The Nominating/Corporate Governance Committee reviews Board composition annually to ensure that the Board reflects the knowledge, experience, skills, expertise, and diversity required for the Board to fulfill its duties. There are currently no directorship vacancies to be filled on the Board. If and when the need arises for the Company to add a new director to the Board, the Nominating/Corporate Governance Committee will take every reasonable step to ensure that diverse candidates (including, without limitation, women and minority candidates) are in the pool from which nominees are chosen and strive to obtain diverse candidates by searching in traditional corporate environments, as well as government, academia, andnon-profit organizations.
Director Qualifications
The Company believes that each member of its Board of Directors possess the basic attributes of being a director of the Company, namely having a reputation for integrity, honesty, candor, fairness and discretion. Each director has also become knowledgeable in major aspects of the Company’s business and
operations, which has allowed the Board to provide better oversight functions to the Company. In addition to the experience, qualifications, and skills of each director set forth in their biographies starting on page 7 of this proxy statement, the Company also considered the following factors in determining that the board member should serve on the Board:
Mr. Alario has served as the chief executive officer and chairman of a publicly traded company for 12 years, prior to his retirement. Mr. Alario has extensive experience in the oil service business, having worked in that industry for over 30 years. Mr. Alario has gained valuable board experience from his tenure as a director of Kirby Corporation, including from his service on its audit committee, as the chairman of its nominating/corporate governance committee, and as presiding director. Through service in these roles, Mr. Alario has gained extensive experience in assessing the risks associated with various energy industry cycles.
Ms. Bonno provides valuable service and experience to the Audit Committee, due to her past and current experience serving on the financial committee, enterprise risk management committee, and disclosure committee at Transocean Ltd. Ms. Bonno has extensive experience in the oil service industry and a background in accounting with approximately 30 years of being a certified public accountant and experience overseeing the Sox Compliance Global Marketing Function. Ms. Bonno has dealt with all facets of potential risk areas for a global energy company and brings that experience and perspective to the Board.
Mr.

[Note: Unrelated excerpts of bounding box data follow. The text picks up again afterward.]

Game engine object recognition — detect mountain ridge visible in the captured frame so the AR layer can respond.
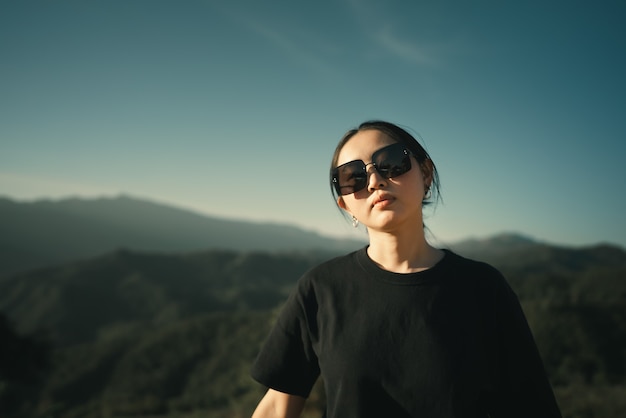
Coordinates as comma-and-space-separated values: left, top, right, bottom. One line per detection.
0, 195, 364, 276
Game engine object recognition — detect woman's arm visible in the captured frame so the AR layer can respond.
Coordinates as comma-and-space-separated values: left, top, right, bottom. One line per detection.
252, 389, 306, 418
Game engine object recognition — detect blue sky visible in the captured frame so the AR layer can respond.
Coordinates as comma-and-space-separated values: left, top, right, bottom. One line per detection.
0, 0, 626, 246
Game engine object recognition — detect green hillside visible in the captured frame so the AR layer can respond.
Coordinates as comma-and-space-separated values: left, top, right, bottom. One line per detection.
0, 243, 626, 418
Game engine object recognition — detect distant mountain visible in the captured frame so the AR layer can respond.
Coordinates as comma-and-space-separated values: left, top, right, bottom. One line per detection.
0, 242, 626, 418
0, 196, 364, 276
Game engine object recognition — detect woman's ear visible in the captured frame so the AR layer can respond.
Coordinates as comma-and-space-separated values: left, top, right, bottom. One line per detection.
337, 196, 348, 212
420, 159, 434, 187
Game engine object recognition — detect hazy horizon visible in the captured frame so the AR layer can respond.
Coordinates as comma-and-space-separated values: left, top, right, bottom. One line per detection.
0, 0, 626, 246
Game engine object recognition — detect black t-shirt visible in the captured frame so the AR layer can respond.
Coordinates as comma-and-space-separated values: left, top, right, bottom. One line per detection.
252, 248, 560, 418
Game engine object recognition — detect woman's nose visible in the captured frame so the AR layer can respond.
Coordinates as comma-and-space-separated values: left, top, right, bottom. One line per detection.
367, 165, 387, 192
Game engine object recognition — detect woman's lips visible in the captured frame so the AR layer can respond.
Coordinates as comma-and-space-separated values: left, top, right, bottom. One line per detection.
372, 195, 394, 209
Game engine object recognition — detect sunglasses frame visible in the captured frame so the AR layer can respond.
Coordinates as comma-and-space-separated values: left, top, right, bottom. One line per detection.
331, 142, 413, 196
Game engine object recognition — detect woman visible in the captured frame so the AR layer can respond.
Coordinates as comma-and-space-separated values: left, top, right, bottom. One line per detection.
252, 121, 560, 418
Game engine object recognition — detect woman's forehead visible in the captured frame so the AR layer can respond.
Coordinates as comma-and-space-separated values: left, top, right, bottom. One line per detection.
337, 129, 396, 166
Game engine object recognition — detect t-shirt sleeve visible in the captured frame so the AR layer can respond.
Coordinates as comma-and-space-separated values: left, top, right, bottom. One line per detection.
490, 273, 561, 418
251, 279, 320, 398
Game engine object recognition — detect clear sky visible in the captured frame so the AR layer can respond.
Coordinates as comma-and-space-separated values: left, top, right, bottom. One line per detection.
0, 0, 626, 246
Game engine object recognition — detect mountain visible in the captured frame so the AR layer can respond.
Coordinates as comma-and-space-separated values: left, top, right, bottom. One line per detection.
0, 242, 626, 418
0, 237, 626, 418
0, 196, 364, 276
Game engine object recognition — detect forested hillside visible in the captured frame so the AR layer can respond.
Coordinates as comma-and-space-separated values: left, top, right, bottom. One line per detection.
0, 242, 626, 418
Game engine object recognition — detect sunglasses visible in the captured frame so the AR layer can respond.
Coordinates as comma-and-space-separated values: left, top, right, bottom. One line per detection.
332, 143, 411, 196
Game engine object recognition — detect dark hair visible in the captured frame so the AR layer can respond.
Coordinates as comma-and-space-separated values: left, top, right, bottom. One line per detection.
330, 120, 441, 205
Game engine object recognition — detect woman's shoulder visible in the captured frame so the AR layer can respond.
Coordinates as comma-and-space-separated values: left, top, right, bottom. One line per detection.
436, 249, 506, 284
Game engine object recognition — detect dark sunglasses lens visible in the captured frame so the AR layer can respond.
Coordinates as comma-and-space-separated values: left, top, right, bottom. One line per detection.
333, 161, 367, 196
372, 144, 411, 179
333, 144, 411, 196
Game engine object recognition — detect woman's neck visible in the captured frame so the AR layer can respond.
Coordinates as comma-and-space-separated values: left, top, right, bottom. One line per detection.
367, 227, 444, 273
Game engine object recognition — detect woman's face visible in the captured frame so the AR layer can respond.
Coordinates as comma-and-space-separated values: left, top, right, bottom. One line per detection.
337, 129, 431, 232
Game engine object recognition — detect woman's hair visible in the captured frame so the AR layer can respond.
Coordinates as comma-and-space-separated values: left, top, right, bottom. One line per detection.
330, 120, 440, 205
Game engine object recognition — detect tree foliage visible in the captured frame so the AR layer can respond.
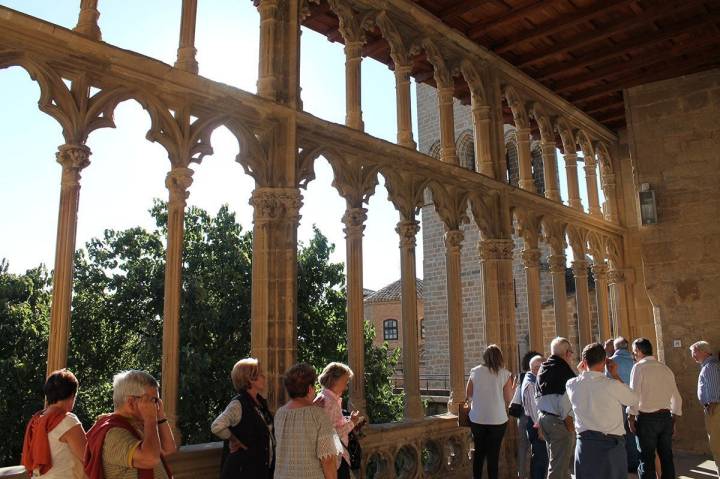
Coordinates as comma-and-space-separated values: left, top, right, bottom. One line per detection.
0, 201, 402, 465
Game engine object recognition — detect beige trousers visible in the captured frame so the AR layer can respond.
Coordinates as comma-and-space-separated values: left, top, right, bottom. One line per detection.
705, 403, 720, 474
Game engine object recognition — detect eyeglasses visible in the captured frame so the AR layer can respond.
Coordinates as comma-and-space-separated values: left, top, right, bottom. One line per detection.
130, 394, 160, 404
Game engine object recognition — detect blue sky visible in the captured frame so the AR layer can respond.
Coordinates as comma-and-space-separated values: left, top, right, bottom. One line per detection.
0, 0, 587, 289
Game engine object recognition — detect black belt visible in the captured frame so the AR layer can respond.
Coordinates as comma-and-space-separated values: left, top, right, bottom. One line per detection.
540, 411, 560, 417
578, 431, 625, 441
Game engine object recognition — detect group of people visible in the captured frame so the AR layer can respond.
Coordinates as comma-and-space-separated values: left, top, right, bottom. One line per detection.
22, 358, 365, 479
466, 337, 720, 479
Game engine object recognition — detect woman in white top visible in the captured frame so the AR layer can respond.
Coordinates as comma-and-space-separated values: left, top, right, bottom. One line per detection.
274, 363, 343, 479
22, 369, 87, 479
466, 344, 515, 479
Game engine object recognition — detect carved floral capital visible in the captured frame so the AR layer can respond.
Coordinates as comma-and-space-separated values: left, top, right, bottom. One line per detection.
444, 230, 465, 250
55, 144, 91, 187
165, 167, 193, 206
548, 254, 567, 274
395, 220, 420, 248
570, 259, 590, 278
342, 208, 367, 236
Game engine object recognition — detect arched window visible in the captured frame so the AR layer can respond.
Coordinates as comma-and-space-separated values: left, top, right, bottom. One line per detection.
383, 319, 398, 341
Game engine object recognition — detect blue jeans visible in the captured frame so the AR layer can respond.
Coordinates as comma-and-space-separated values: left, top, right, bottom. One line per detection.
575, 431, 627, 479
526, 418, 549, 479
636, 411, 675, 479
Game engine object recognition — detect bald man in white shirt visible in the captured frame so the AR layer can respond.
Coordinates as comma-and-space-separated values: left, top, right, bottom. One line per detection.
627, 338, 682, 479
566, 343, 639, 479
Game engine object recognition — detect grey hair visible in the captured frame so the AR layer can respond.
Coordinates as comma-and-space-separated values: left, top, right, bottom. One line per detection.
530, 354, 545, 370
113, 369, 160, 409
690, 341, 712, 355
613, 336, 630, 349
550, 336, 571, 357
318, 362, 353, 389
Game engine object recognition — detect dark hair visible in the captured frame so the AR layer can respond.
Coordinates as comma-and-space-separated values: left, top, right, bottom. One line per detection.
43, 369, 78, 404
483, 344, 504, 374
582, 343, 606, 368
283, 363, 317, 399
633, 338, 652, 356
520, 351, 542, 371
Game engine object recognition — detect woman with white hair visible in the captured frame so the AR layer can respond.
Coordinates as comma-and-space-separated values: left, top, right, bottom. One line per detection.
210, 358, 275, 479
315, 362, 364, 479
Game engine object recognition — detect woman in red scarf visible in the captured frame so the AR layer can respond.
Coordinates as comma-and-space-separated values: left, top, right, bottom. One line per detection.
22, 369, 86, 479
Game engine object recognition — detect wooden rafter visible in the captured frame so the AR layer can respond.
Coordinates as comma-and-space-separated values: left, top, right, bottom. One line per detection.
568, 52, 720, 103
530, 10, 720, 81
492, 0, 637, 53
466, 0, 557, 40
513, 0, 699, 68
553, 36, 720, 93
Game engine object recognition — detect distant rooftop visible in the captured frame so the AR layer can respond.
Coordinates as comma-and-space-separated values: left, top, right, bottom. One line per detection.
365, 278, 423, 303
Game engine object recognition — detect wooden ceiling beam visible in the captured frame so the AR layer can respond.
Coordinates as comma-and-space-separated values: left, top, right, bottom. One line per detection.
513, 0, 700, 68
568, 52, 720, 103
466, 0, 557, 40
553, 36, 720, 93
527, 10, 720, 81
437, 0, 498, 22
492, 0, 637, 54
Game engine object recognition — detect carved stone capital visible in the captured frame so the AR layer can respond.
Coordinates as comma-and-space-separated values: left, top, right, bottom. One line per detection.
592, 262, 610, 281
165, 167, 193, 206
250, 188, 302, 223
55, 144, 91, 187
444, 230, 465, 250
395, 219, 420, 248
342, 208, 367, 237
478, 239, 515, 261
570, 259, 590, 278
522, 248, 541, 268
608, 269, 625, 284
548, 254, 567, 274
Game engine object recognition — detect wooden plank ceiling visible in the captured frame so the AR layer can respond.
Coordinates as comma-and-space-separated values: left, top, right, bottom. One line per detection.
305, 0, 720, 130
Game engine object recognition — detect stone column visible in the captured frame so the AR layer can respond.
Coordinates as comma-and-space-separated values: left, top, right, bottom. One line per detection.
345, 42, 365, 131
522, 246, 545, 351
395, 218, 424, 419
395, 63, 417, 150
47, 144, 91, 374
343, 208, 367, 413
515, 128, 536, 192
175, 0, 198, 73
600, 173, 619, 223
255, 0, 301, 108
543, 254, 568, 340
472, 104, 495, 178
572, 259, 592, 349
445, 229, 465, 414
250, 187, 302, 410
585, 156, 602, 218
540, 140, 562, 202
73, 0, 102, 41
162, 167, 193, 442
437, 84, 459, 165
564, 150, 582, 211
592, 261, 612, 341
608, 268, 630, 338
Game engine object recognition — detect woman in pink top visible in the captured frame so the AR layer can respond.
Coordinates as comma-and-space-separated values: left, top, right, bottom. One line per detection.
315, 363, 364, 479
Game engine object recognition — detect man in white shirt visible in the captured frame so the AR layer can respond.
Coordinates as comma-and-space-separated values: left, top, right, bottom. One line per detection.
627, 338, 682, 479
566, 343, 638, 479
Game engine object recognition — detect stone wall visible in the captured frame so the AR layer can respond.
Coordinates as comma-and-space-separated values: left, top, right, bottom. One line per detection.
625, 69, 720, 451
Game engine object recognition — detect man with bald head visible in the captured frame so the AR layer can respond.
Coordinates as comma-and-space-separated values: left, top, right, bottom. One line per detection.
521, 355, 548, 479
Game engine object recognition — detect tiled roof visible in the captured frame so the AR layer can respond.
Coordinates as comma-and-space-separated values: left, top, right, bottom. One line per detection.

Cobb provides valuable service and experience to the Audit Committee, due to his over 40 years of serving in various management positions for Halliburton. Mr. Cobb has developed experience and expertise in warehouse management and distribution, international operations, especially in emerging markets, as well as marketing and business development in a large corporate environment. As a result of this extensive experience, Mr. Cobb is very familiar with the strategic and project planning processes that impact the Company’s business and continued development for growth.
Mr. Coppinger has over 33 years of experience in the petroleum equipment and service, process equipment and flow control businesses, as well as experience in the industrial markets and manufacturing, and has held various positions of increasing responsibility, including managing domestic and international operations. Mr. Coppinger has extensive operational and strategic planning experience from his long career in manufacturing and distribution. Mr. Coppinger also has extensive mergers and acquisitions experience of over 20 years on a global basis. Mr. Coppinger has dealt with all facets of potential risk areas for a global energy service company, and brings that experience to the Company.
Mr. Crandell has over 30 years of experience as a Wall Street analyst focusing on oilfield services and equipment. He has held positions of increasing importance at multiple investment firms, including serving as managing director of global oilfield services equity research. Given Mr. Crandell’s extensive experience as an analyst covering the oilfield services sector, he is able to provide the Company useful and impactful information from a shareholder perspective. As such, Mr. Crandell’s experience as an analyst of the energy industry helps provide a different perspective for the Company.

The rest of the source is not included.